Greg Aker

Bust 'yo cache!

Filed in: Blobbing, web-dev

August 31, 2011

If you're using a CDN such as the one we have setup at EngineHosting, it is possible that your cache will get "stale" since the nodes will hold on to your static assets for as long as the expires headers you send tell them to. There are a couple of different methods we can employ to ensure when you push a new build of your site, the CDN will always come back to your origin servers and get the right versions of files.

I've been over this before, but a real key to success here is managing your static assets in a sane manner. I wholeheartedly recommend keeping everything in a single static or assets directory. The name doesn't matter, just consolidate!

For purposes of this example, we're going to assume your static assets are being served from http://static.example.com/, the 'origin' is http://static-origin.example.com/, and the static directory is sitting at /var/www/public_html/static/.

You always need to be sending caching headers, otherwise using a CDN like this is completely worthless, as the distributed nodes will always ask the origin server for the file. In your /var/www/public_html/static/ directory, drop in a .htaccess file with the following:

<IfModule mod_expires.c>
    ExpiresActive On
    ExpiresByType text/html "access plus 1 second"
    ExpiresByType text/css "access plus 1 month"
    ExpiresByType image/gif "access plus 1 month"
    ExpiresByType image/png "access plus 1 month"
    ExpiresByType image/jpg "access plus 1 month"
    ExpiresByType image/jpeg "access plus 1 month"
    ExpiresByType text/javascript "access plus 1 month"
    ExpiresByType application/pdf "access plus 1 month"
    ExpiresByType application/x-download "access plus 1 month"
    ExpiresByType application/x-javascript "access plus 1 month"
    ExpiresByType application/x-shockwave-flash "access plus 1 month"
</IfModule>

Blindly copying and pasting is a bad idea, so let's discuss what this does.
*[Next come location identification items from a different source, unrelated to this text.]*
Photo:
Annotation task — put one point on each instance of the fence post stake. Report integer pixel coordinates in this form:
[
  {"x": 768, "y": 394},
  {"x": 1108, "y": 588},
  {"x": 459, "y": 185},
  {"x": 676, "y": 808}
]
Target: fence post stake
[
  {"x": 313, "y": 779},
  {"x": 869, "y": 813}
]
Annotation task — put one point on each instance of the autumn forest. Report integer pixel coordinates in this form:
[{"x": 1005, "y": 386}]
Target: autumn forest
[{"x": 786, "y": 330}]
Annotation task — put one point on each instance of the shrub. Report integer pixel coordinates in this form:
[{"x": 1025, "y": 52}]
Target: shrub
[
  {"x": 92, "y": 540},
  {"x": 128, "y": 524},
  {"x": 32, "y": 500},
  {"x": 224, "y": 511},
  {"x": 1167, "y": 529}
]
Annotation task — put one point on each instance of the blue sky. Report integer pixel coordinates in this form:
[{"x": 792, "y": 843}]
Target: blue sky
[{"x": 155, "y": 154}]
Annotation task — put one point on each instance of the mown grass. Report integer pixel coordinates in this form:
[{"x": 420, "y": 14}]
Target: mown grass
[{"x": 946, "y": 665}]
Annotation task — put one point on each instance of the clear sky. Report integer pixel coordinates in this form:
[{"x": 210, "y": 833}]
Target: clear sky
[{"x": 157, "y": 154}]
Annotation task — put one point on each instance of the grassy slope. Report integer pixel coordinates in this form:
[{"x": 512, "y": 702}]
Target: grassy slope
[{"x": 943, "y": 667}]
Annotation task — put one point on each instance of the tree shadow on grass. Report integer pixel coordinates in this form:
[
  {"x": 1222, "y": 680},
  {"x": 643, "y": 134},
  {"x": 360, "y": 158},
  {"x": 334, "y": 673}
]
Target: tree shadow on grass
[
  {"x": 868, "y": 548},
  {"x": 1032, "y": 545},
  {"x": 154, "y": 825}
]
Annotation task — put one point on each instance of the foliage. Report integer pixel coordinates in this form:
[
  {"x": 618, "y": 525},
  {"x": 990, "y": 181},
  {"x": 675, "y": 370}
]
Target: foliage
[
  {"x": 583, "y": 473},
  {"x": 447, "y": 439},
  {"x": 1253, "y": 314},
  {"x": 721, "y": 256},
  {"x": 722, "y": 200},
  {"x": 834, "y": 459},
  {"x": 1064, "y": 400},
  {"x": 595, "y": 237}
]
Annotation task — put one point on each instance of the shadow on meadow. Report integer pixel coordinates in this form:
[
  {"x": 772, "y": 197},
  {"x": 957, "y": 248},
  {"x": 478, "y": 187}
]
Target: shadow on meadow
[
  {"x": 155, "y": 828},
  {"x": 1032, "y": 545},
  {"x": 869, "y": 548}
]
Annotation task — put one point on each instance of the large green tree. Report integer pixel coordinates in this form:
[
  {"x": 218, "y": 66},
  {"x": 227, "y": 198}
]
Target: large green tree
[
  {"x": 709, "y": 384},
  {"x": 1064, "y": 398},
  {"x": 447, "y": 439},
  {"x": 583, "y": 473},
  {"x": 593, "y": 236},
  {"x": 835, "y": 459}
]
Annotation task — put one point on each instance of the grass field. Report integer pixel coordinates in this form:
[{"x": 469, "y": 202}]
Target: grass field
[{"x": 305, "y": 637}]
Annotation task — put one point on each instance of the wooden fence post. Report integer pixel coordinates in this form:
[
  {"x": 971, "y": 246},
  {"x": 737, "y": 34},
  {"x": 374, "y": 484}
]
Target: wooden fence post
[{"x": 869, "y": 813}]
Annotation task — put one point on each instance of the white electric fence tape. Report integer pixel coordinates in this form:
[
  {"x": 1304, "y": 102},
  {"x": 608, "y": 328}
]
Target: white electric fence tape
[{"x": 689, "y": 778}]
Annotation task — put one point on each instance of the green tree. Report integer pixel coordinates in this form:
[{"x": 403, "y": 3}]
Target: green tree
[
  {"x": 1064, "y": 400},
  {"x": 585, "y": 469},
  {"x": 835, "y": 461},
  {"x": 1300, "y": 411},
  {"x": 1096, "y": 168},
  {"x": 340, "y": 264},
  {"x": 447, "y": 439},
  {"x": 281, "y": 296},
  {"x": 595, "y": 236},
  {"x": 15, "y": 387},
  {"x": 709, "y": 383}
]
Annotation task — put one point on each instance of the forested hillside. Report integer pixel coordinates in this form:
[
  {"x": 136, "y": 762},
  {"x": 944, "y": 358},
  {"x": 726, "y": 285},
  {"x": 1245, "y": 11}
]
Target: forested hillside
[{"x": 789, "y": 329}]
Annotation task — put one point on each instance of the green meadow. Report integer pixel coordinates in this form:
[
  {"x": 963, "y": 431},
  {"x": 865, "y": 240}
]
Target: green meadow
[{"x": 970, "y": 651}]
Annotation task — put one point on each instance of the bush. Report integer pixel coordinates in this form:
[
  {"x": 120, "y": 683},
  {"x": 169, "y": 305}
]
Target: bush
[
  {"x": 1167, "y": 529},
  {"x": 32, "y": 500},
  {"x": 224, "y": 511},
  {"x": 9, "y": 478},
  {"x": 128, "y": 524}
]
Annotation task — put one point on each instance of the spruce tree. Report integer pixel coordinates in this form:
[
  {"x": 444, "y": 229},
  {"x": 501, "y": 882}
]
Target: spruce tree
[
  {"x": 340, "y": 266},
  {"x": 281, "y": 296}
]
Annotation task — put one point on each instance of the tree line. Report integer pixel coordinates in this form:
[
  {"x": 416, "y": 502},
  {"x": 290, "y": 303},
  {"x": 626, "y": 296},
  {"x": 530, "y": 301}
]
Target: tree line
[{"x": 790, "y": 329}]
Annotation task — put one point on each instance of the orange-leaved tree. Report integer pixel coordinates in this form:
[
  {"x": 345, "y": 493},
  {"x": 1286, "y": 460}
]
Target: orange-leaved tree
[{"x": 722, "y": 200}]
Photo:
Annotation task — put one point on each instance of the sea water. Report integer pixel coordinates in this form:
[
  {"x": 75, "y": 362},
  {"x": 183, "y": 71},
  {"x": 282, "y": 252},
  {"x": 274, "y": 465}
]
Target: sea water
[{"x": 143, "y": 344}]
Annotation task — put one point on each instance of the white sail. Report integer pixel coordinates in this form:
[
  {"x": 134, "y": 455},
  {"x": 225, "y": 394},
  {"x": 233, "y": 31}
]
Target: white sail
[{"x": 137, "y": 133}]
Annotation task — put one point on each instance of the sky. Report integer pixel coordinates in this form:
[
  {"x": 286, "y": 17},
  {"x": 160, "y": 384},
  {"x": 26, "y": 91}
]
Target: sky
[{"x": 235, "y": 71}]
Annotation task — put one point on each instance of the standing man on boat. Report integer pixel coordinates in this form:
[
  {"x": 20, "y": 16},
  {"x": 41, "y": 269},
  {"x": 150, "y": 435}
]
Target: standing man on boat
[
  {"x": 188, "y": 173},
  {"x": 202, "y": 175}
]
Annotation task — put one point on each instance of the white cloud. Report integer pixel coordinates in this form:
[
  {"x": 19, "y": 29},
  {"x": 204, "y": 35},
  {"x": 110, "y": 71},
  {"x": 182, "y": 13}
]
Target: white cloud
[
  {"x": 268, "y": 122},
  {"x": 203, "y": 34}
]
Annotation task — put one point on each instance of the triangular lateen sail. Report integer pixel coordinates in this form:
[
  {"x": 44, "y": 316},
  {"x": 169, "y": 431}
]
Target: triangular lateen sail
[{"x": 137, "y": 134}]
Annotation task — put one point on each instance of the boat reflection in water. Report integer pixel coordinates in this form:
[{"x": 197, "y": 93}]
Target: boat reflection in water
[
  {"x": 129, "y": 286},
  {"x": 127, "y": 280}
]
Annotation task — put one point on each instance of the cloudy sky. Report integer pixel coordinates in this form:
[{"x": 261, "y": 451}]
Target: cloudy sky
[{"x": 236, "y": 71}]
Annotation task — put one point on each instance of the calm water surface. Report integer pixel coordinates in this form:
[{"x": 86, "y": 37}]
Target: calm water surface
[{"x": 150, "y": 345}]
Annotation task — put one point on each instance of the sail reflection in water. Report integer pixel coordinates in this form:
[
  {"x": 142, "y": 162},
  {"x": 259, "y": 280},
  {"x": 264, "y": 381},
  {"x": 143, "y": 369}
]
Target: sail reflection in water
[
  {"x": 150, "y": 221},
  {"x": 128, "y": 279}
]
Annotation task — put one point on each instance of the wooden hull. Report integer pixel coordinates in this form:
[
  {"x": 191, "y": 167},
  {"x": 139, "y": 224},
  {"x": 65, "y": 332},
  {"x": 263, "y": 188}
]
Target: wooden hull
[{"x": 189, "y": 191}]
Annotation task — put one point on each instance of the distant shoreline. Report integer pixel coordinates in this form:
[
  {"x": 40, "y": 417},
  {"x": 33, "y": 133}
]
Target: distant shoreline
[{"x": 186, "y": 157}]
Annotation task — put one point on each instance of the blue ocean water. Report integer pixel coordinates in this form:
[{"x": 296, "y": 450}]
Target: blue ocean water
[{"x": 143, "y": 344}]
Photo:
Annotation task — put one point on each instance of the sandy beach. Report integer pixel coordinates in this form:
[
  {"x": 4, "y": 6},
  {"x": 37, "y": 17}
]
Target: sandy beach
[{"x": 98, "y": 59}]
We're setting 1 second expires headers on html documents, but for CSS, Javascript, Images, etc, we set 1 month. #knowingishalfthebattle

If we're updating our CSS or Javascript often (doing it live), this will pose issues for some of your sites visitors. Remember this is because these files will already be cached on the CDN nodes.

Solution

We can do a little trickery in the .htaccess file to ensure users will always get the latest...check it out.

# Expires stuff from above is here.

RewriteEngine on
RewriteRule ^(.*\.)v[0-9.]+\.(css|js|jpg|png|pdf)$  /$1$2   [QSA,L]

This takes everything that contains .v and removes it on the back end. This is only going to happen when the CDN is trying to get the latest version of the file.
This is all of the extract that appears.